(442c) Pre-Synthesized Nanoparticles Are Not Always Catalytically Active: Importance of Pretreatment for the Removal of Stabilizing Polymer Monolayers and Growth-Control Additives

A number of methods are now available for the synthesis of catalytically-relevant metal and metal oxide nanoparticles. These methods generally involve the use of molecular or polymeric phases to stabilize the particles in solution. These protecting agents prevent aggregation in solution and remain on the particle surface after inclusion into high-surface area or planar supports. They generally hinder the ability of the nanoparticle to catalyze reactions because they are so strongly-bound to the surface and must be removed completely to realize the full catalytic potential of the metal or the elucidation of true structure-function relationships in catalysis.
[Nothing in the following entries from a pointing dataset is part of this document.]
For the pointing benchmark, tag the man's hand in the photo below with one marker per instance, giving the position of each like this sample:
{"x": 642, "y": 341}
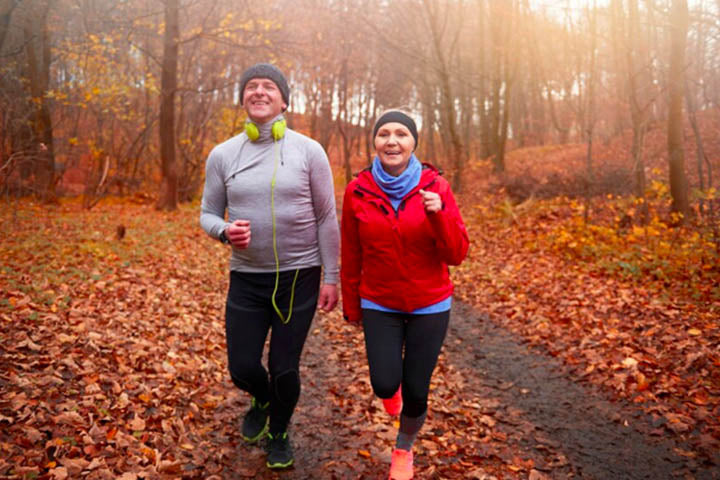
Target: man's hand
{"x": 432, "y": 201}
{"x": 328, "y": 297}
{"x": 238, "y": 233}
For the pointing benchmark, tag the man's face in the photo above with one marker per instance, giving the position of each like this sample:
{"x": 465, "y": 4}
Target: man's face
{"x": 262, "y": 100}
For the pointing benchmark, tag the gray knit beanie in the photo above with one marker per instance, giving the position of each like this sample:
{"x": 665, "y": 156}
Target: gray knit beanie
{"x": 265, "y": 70}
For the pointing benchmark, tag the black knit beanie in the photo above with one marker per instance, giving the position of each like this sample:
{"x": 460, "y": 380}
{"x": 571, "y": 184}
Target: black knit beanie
{"x": 399, "y": 117}
{"x": 265, "y": 70}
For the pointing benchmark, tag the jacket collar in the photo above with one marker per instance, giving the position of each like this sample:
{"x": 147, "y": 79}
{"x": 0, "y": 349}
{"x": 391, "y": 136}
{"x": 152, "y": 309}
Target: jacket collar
{"x": 366, "y": 182}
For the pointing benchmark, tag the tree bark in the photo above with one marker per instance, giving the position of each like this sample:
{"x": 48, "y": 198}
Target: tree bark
{"x": 6, "y": 9}
{"x": 678, "y": 180}
{"x": 169, "y": 190}
{"x": 37, "y": 47}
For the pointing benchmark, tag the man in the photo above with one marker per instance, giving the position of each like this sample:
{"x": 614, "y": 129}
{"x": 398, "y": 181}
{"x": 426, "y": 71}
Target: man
{"x": 277, "y": 188}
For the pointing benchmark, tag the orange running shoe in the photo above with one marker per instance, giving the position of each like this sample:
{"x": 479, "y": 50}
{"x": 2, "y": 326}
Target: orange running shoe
{"x": 393, "y": 405}
{"x": 401, "y": 466}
We demonstrate the difficulty associated with the complete removal of the PVP from the surface of nanoparticles included into a high-surface area mesoporous silica matrix. Colloidal Pt nanoparticles (1.7?7 nm) were synthesized by solution-based reduction methods in the presence of high molecular weight PVP to create nearly monodisperse PVP-protected Pt nanoparticles and encapsulated in mesoporous silica by direct participation in the hydrothermal synthesis. Thermal analysis of the removal of PVP under oxidative and reductive methods demonstrated that oxidative conditions leading to the total combustion of PVP were the most efficient for PVP removal as determined through a carbon mass balance. These materials proved to be catalytically ineffective without significant improvement over the starting material protected by PVP, even though elemental analysis suggested > 90% of the carbon from PVP was removed. The calcination-reduction protocol that led to the most active catalysts involved cyclic oxidation-reduction treatments at mild temperatures (373 K); these catalysts were an order of magnitude more active for the hydrogenation of ethylene than a catalyst calcined for 12 h at 673 K. The decreased activity for the materials calcined at high temperatures is not due to a decrease in active surface area because of sintering, but potentially to the densification of the PVP monolayer during pretreatment.
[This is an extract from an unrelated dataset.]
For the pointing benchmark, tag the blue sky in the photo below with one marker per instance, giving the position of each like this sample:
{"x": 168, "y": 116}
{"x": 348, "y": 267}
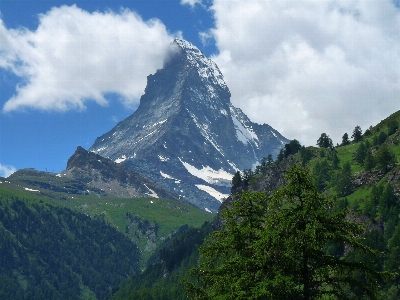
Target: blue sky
{"x": 70, "y": 70}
The introduction of foreign metal ions to colloidal metal nanoparticle synthetic procedures leads to control of particle shape. We demonstrate that the addition of small amounts of Ag⁺ to a polyol synthesis of Pt nanoparticles leads to exquisite shape-control, but the intrinsic activity for ethylene hydrogenation of the shape-controlled Pt particles is significantly less than spherical nanoparticles. The difference in reactivity is not related to the influence of shape, but rather a negative influence of residual silver on the catalytic kinetics. The decrease in rate correlated with the amount of Ag retained in the nanoparticles. X-ray absorption spectroscopy proved Ag was in the form of small clusters (<1-1.5 nm) located on the surface of the Pt nanoparticles. The selective etching of Ag with HNO₃ is employed in solution to remove Ag from the surface of the Pt nanoparticles supported on mesoporous silica. After etching, the removal of Ag from the nanoparticle surface was verified with elemental analysis and x-ray absorption spectroscopy. The shape of the particles remained unchanged after etching. After etching, the shape-controlled nanoparticles had catalytic activities on a per surface atom basis comparable to spherical Pt nanoparticles for the hydrogenation of ethylene. The ability to remove Ag and maintain the size and shape of the original nanoparticle enables reaction rates and selectivity to be measured as a function of particle shape.

These examples demonstrate that the removal of stabilizing polymer monolayers and growth-controlling additives is a crucial step to create pre-synthesized nanoparticles that are catalytically active.